# Entity Extractor Tool
Welcome to this beginner-friendly tutorial on building an Entity Extractor Tool using Python and spaCy.
In this notebook, we'll learn how to identify and visualize entities such as people, organizations, and places from text.

Let's get started!

## 1. Setup: Installing spaCy and Downloading the Model
First, we need to install spaCy, a powerful NLP library, and download its English model.

You can do this in your environment by running:

In [None]:
!pip install spacy
!python -m spacy download en_core_web_sm

## 2. Import Required Libraries
Let's import spaCy and other helpful modules.

In [None]:
import spacy
from spacy import displacy
import json
from collections import Counter

## 3. Building the Entity Extractor Class
We'll create a class to process text, extract entities, visualize them, summarize, and save results.

In [None]:
class EntityExtractor:
    def __init__(self):
        self.nlp = spacy.load("en_core_web_sm")

    def extract_entities(self, text):
        """Process text to extract named entities."""
        doc = self.nlp(text)
        entities = [(ent.text, ent.label_) for ent in doc.ents]
        return entities, doc

    def visualize_entities(self, doc):
        """Create an interactive visualization of entities."""
        displacy.render(doc, style='ent', jupyter=True)

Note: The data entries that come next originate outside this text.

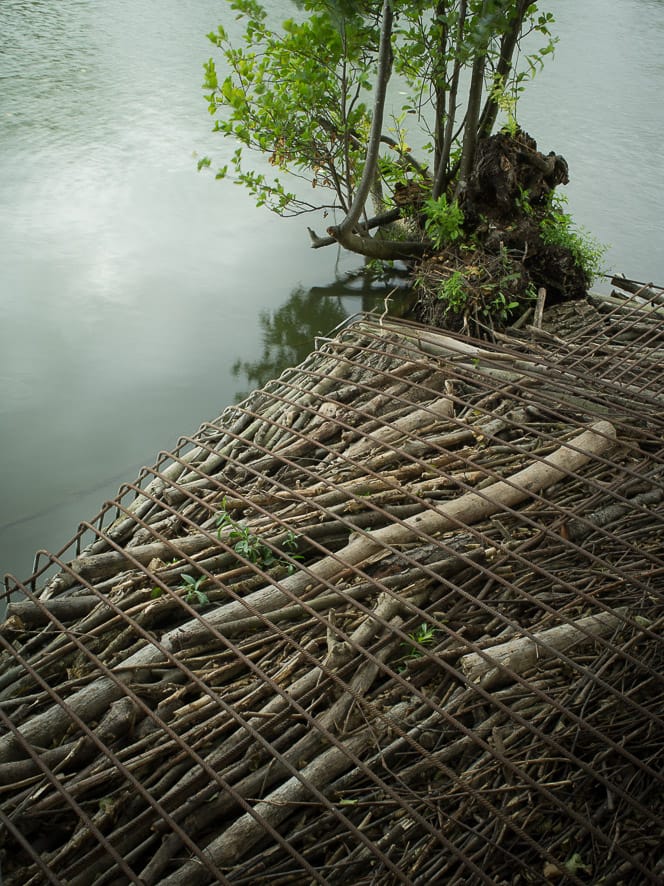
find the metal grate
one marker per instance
(397, 618)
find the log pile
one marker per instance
(397, 618)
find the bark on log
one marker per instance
(522, 653)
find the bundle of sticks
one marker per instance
(394, 619)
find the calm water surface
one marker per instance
(136, 295)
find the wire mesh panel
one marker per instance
(397, 618)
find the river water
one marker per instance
(138, 297)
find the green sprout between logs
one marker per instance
(248, 545)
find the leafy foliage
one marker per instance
(297, 92)
(558, 229)
(249, 546)
(444, 221)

    def get_summary(self, entities):
        """Count entities by type."""
        entity_types = [label for _, label in entities]
        counts = Counter(entity_types)
        return counts

    def export_results(self, entities, filename):
        """Save entities and counts to a JSON file."""
        results = {
            "entities": [{'text': text, 'label': label} for text, label in entities],
            "summary": self.get_summary(entities)
        }
        with open(filename, 'w') as f:
            json.dump(results, f, indent=4)

## 4. Using the EntityExtractor
Now, let's try processing some sample text and see the results.

In [None]:
# Create an instance of the extractor
extractor = EntityExtractor()

# Sample user input
user_input = "Microsoft CEO Satya Nadella announced the opening of a new office in London. The hiring will focus on AI researchers from Stanford and MIT."

# Extract entities
entities, doc = extractor.extract_entities(user_input)

# Visualize entities
extractor.visualize_entities(doc)

# Get summary counts
summary = extractor.get_summary(entities)
print("Entities found:")
for text, label in entities:
    print(f"{text} ({label})")
print("\nSummary:")
print(summary)

# Export results to JSON
extractor.export_results(entities, 'entity_results.json')

## 5. Summary
In this notebook, you've learned how to:
- Install and load spaCy
- Build an EntityExtractor class for processing text
- Visualize entities with displacy
- Generate summaries of entity counts
- Save extracted data into a JSON file

This is the foundation for building more advanced NLP tools! Keep experimenting with different texts and entity types.